Sightseers lives and dies by Lowe’s turn, however. If Chris comes to us a fully-formed, seasoned maniac, then Tina is something of an apprentice and a lover all at once. Her transformation from quiet spinster to murderous accomplice plays out in small gestures, such as the surprisingly resigned look on her face once she discovers Chris’s secret. What we see unfold isn’t a complete transformation but rather a mix of exhilaration, anxiety, and confusion that washes over Tina. Suddenly unloosed for the first time in her life (sexually and otherwise), she’s not quite sure what to do with herself—only that she seems to like it very much, even when it involves dumping a bride-to-be off of a bridge, splattering her brains on the rocks below.

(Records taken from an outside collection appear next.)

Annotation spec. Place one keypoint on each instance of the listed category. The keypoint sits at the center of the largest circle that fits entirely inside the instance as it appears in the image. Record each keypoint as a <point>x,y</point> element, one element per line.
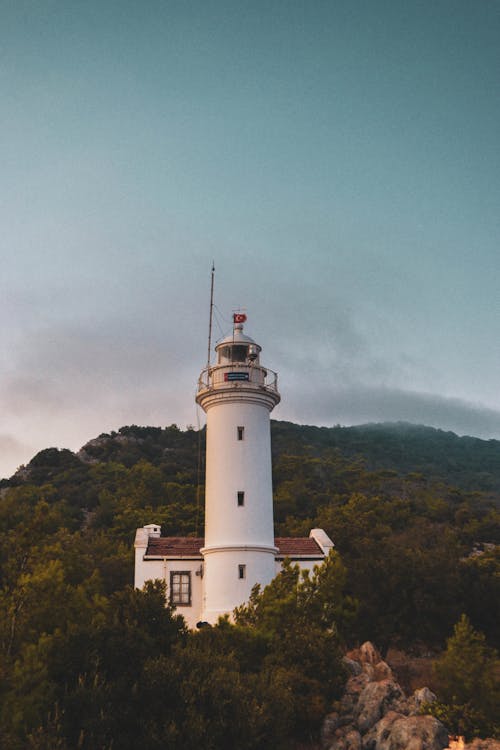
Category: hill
<point>413,511</point>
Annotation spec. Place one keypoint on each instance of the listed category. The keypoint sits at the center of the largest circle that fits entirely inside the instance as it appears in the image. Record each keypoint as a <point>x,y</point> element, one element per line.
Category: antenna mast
<point>211,314</point>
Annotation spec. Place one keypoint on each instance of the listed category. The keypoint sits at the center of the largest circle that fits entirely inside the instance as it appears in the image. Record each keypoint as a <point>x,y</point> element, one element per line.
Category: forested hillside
<point>413,511</point>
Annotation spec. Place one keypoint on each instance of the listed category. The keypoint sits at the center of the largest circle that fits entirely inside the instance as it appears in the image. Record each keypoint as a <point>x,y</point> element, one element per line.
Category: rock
<point>328,728</point>
<point>381,731</point>
<point>382,671</point>
<point>353,689</point>
<point>352,666</point>
<point>375,700</point>
<point>419,697</point>
<point>411,733</point>
<point>368,654</point>
<point>349,739</point>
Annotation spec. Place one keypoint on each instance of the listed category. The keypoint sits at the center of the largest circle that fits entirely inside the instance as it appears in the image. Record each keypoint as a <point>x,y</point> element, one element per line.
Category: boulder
<point>410,733</point>
<point>381,731</point>
<point>328,729</point>
<point>419,697</point>
<point>352,666</point>
<point>368,654</point>
<point>375,700</point>
<point>346,739</point>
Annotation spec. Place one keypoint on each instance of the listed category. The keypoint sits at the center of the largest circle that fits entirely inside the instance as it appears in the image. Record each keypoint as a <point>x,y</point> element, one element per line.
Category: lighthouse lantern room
<point>208,577</point>
<point>237,394</point>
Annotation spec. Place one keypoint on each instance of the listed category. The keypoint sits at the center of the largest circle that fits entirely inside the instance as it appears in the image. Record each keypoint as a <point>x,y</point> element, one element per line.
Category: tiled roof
<point>174,546</point>
<point>188,546</point>
<point>298,547</point>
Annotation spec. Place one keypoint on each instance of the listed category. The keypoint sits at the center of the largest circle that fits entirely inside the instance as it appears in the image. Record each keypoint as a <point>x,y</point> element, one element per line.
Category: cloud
<point>357,404</point>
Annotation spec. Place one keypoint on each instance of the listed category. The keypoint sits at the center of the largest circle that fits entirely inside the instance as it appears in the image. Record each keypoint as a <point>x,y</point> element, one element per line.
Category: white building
<point>209,577</point>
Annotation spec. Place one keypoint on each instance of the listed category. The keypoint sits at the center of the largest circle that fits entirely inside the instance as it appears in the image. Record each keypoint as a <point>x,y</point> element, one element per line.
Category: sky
<point>338,161</point>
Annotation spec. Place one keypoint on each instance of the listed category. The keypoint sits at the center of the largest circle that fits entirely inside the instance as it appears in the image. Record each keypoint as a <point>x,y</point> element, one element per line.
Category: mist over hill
<point>414,515</point>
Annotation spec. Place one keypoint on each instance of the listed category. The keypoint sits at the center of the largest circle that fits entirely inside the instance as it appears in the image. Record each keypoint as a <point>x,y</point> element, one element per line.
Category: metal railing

She and Chris make for a great couple when they’re on the same page—they fist bump at the news that their evidence tampering has worked and banter about how homicide is actually good for the planet—but she’s totally compelling on her own and provides an in-road for Wheatley’s preoccupation with violence as a reflective tool. What does it say about the mundanity of suburban life that Tina only now feels alive in courting death? More, what does it say about our expectations for women when Chris begins to harshly judge her for indulging in the same violence he’s gleaned pleasure from for years? In revolting against genre expectations, Tina also upends a sense of decorum, be it rooted in the Great Chain of Being or the Victorian obsession with everything remaining in place.

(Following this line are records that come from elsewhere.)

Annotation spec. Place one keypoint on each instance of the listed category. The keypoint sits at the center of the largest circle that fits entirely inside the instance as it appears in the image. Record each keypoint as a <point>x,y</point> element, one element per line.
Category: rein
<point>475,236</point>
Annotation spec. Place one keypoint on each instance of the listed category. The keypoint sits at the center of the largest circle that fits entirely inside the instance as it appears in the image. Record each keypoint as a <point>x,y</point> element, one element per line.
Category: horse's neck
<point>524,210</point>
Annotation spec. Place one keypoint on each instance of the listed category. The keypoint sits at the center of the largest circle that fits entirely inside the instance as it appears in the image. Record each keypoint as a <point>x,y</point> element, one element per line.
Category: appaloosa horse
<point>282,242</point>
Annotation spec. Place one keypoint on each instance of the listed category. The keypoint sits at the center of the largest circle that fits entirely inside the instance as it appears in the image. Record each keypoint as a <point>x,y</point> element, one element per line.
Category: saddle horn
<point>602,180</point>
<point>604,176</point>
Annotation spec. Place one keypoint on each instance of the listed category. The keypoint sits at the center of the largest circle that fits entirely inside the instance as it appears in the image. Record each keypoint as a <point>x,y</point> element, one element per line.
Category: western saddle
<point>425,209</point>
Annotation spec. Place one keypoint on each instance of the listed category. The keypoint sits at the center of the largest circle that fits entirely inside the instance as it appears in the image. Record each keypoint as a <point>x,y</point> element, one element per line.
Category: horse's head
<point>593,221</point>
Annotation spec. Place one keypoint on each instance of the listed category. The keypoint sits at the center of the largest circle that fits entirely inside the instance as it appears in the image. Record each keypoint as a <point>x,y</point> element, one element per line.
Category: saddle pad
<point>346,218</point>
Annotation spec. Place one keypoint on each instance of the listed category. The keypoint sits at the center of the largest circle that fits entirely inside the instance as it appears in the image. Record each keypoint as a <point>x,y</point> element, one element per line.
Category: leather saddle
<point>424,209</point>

Chris’s protests are of course absurd in light of the situation, but he’s an absurd figure who soon grows into an avatar of British haughtiness and hypocrisy. His assertion that his work is somehow orderly or ordained (“he’s a Daily Mail reader,” he offers in justification after bludgeoning a guy’s face to a pulp) recalls the sort of moral superiority that led to films like Sightseers being banned across England for decades. Wheatley and company haven’t just constructed Chris to be a perfect guy hoarding dark secrets—they’ve fashioned him as a façade of British civility, one that pointedly crumbles as it heads into the primal, pastoral haunts of ancient lands, where both shamans and tourist traps endure. He especially seems invested in keeping a conservative order of things: one should dispose of their trash and uphold old customs, even if it means resorting to homicide. Simply killing for pleasure—or, perhaps, a woman even killing at all—is somehow ghastly.

Learning just how much of a creep Chris is represents one of the many journeys on the sidewinding road that is Sightseers. Its sharp, tight script translates to the screen with a bustling, rapid-fire energy reminiscent of producer Edgar Wright’s work. Had Wheatley simply hung back and allowed his terrific performers to deliver their witty material, I imagine it would still land, but under his direction, it absolutely blisters. Sightseers is the stuff of glib splatstick, but Wheatley manages to stay just below that line: the violence here is always just so savage and unflinching that you give the slightest of pause before howling at the droll, absurd fallout. Likewise, this vicious jaunt is often an intoxicating trip through gorgeous, travelogue scenery as England’s green hills and blue skies roll by, masking the malicious barbarity at the film’s center. Violent outbursts are captured with dazzling style and accompanied by cool needle-drops to allow the audience to revel in these unhinged exploits, much like Tina herself.

One of the more stunning bits features John Hurt reciting William Blake’s “Jerusalem” as Chris pummels a victim. Acting perhaps as the film’s conscience, the interlude juxtaposes Blake’s hope for a civilized England with uncivilized imagery that suggests Christ’s grace will never reach these badlands. By heading out into the country with Chris, Alice not only finds herself but also Britain’s dark heart. All she can do in the end is offer a look of sly indifference that also reveals Sightseers’ own twisted, morbid soul.